From Einstein's photoelectric equation, if the kinetic energy of photoelectrons emitted from metal surface is $E_{K}$, and $W$ is the work function of metal.
Then $E_{K}=h v-W$
Where $h v$ is energy of photon absorbed by the electron in the metal.

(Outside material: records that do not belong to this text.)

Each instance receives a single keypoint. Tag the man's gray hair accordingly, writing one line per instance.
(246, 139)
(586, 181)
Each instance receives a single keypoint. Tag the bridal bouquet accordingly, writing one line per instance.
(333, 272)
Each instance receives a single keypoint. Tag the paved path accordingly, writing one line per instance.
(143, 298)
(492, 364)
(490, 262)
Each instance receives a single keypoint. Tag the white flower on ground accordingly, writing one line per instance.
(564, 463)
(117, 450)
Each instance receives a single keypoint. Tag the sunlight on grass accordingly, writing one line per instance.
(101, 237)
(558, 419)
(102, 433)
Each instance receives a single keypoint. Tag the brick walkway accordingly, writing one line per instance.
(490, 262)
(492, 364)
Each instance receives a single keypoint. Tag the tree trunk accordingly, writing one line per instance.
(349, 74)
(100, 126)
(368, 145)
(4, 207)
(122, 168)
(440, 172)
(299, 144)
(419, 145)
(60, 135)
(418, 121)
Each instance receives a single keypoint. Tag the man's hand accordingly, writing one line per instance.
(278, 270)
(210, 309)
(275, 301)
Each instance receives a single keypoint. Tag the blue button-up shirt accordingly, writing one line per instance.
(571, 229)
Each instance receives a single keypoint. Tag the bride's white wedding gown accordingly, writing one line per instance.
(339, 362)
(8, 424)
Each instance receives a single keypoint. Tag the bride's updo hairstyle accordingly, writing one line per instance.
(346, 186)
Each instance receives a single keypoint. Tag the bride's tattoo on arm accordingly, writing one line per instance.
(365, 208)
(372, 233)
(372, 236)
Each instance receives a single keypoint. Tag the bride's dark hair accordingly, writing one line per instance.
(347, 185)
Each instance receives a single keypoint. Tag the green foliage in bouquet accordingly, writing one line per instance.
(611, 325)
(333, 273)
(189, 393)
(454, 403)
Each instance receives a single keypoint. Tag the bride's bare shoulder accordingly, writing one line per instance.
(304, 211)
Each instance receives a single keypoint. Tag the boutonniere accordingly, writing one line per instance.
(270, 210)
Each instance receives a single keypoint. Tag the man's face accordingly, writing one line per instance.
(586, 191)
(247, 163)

Given, $v=8 \times 10^{15} \,H z, $
$h=6.6 \times 10^{-34} \,J-s$
Also $1 \,e V=1.6 \times 10^{-19} \,J$
$W=6.125 \times 1.6 \times 10^{-19} V $
$=9.8 \times 10^{-19} V$
$\therefore E_{K}=6.6 \times 10^{-34} \times 8 \times 10^{15}-9.8 \times 10^{-19} $
$=52.8 \times 10^{-19}-9.8 \times 10^{-19} $
$=43 \times 10^{-19} J$
Also, $ 1\, e V=1.6 \times 10^{-19} J $
$\therefore E_{K}=\frac{43 \times 10^{-19}}{1.6 \times 10^{-19}}=26.87 \,eV $
$E_{K} \approx 27\, eV$
Note: when photon falls on a metal, it transfers whole of its energy to one of the electrons present and its own existence is vanished. The electrons emitted from the surface of a metal have maximum kinetic energy, because their energy is not lost by collisions.